Abstract-On-chip interconnect communication system consists of the drivers, interconnect wires and receivers. Several on-chip communication system models have been developed for the purpose of on-chip fault-tolerant communication research. While most of these models improved the channel modeling, the effects of the drivers and receivers to the whole communication system were largely ignored. In this paper, we introduce a comprehensive, system-level framework, to capture and integrate the characteristics of the channel as well as the drivers and receivers. The proposed framework offers a methodology to model the on-chip interconnect communication system and can provide a flexible and updateable platform to evaluate faulttolerant communication approaches. Furthermore, the current deterministic paradigm which end is worst case analysis pessimism is avoided by shifting towards statistical design flow to reduce uncertainties caused by process variation.
INTRODUCTION
On account of enhancements in process technology, number of components being integrated into a single Systemon-Chip (SoC) is progressively growing. Resulted in larger number of interconnects, the communication between these components is increasingly taking over crucial system paths and frequently becomes the basis for performance holdup [1] .Consequently, it becomes extremely vital for designers to explore the communication space early in the design flow.
From the communication point of view, the signals of onchip interconnect flow from the drivers, through the channel (interconnect wires) to the receivers. From literature, different DSM noise sources have been identified affecting each of these components of the interconnect communication system [2] . These noise sources can result in functional as well as timing errors.
To increase the reliability of the communication system, two approaches have been identified [3] . The first approach is through the 'noise budgeting' approach which applies the worst case analysis leading to increase of the noise margin in order to mitigate the noise. This approach results in high signal-to-noise ratio (SNR) at the expense of high power dissipation [2] . The analysis is rather a pessimistic analysis, to consider all noise sources to happen simultaneously at the worst possible extreme value which is misleading in real design.

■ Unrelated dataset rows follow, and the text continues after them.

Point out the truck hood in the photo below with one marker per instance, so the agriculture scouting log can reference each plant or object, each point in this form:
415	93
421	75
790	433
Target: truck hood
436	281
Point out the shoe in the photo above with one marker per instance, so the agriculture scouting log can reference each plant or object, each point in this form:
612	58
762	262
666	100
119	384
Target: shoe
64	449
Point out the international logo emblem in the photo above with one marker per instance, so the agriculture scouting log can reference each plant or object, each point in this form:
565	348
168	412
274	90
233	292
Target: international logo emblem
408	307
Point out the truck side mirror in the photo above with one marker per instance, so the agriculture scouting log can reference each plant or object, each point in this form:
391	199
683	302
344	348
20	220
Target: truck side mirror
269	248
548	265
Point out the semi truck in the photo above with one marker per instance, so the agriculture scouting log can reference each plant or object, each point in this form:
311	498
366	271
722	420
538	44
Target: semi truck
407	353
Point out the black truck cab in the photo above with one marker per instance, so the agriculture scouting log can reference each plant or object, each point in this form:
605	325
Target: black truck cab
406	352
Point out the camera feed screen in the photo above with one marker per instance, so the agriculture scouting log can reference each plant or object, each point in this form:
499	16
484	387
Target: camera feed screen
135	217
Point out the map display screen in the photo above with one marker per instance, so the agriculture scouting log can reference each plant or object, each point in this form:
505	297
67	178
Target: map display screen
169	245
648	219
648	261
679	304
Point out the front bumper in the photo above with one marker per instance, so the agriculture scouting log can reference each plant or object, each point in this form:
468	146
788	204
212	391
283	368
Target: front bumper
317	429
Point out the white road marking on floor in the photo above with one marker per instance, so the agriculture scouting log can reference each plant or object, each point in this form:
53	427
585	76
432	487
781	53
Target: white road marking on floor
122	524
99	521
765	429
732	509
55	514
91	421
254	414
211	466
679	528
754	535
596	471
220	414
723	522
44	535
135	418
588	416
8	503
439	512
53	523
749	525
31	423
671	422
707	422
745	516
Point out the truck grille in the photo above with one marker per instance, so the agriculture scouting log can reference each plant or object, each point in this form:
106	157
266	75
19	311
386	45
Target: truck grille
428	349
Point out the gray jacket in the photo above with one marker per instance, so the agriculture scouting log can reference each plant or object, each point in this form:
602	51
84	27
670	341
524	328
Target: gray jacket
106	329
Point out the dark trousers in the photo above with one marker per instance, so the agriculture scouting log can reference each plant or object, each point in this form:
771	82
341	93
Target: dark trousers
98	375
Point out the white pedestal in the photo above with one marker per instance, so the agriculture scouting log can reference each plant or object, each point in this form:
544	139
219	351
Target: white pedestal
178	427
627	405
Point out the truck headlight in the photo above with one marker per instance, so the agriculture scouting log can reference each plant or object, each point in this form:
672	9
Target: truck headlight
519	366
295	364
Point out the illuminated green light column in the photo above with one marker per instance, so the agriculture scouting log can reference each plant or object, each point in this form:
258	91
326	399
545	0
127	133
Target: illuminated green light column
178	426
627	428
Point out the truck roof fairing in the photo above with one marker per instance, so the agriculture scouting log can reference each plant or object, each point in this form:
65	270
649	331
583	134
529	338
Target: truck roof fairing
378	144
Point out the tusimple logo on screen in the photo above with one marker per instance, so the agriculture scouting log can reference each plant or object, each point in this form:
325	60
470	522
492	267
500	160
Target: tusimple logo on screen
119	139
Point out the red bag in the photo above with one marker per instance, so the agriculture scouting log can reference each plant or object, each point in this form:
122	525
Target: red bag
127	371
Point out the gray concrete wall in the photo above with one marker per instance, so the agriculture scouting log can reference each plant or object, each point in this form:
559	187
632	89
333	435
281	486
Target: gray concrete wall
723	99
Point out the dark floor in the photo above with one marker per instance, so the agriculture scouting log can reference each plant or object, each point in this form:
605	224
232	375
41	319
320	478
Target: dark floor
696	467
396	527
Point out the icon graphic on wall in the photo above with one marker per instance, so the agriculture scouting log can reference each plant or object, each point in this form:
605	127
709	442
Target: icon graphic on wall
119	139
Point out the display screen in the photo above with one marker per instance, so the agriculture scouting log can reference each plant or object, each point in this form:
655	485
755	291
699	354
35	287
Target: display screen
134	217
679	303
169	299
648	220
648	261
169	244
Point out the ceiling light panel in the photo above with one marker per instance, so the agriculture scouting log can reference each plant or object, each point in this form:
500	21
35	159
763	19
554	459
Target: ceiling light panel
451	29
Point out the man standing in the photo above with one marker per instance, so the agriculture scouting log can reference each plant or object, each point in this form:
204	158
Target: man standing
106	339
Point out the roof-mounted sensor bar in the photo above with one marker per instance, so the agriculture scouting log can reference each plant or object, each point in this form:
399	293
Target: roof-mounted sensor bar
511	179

The other approach is the fault-tolerant communication strategy which consists of design techniques that are inherently tolerant to noise and errors. Well-known subcategories under this topic are dynamic noise analysis, bus encoding, and channel coding [2, 4] . These methods have shown great success versus the noise-budgeting approaches in terms of optimality in speed and power [5] [6] [7] [8] . However, such communication techniques were largely evaluated through simplistic low-precision channel models which could not show the actual capacity of the techniques [5] [6] [8] [9] . In order to evaluate the fault-tolerant communication techniques, the very fundamental requirement is a comprehensive model of the communication system which consists of the drivers, receivers and interconnects.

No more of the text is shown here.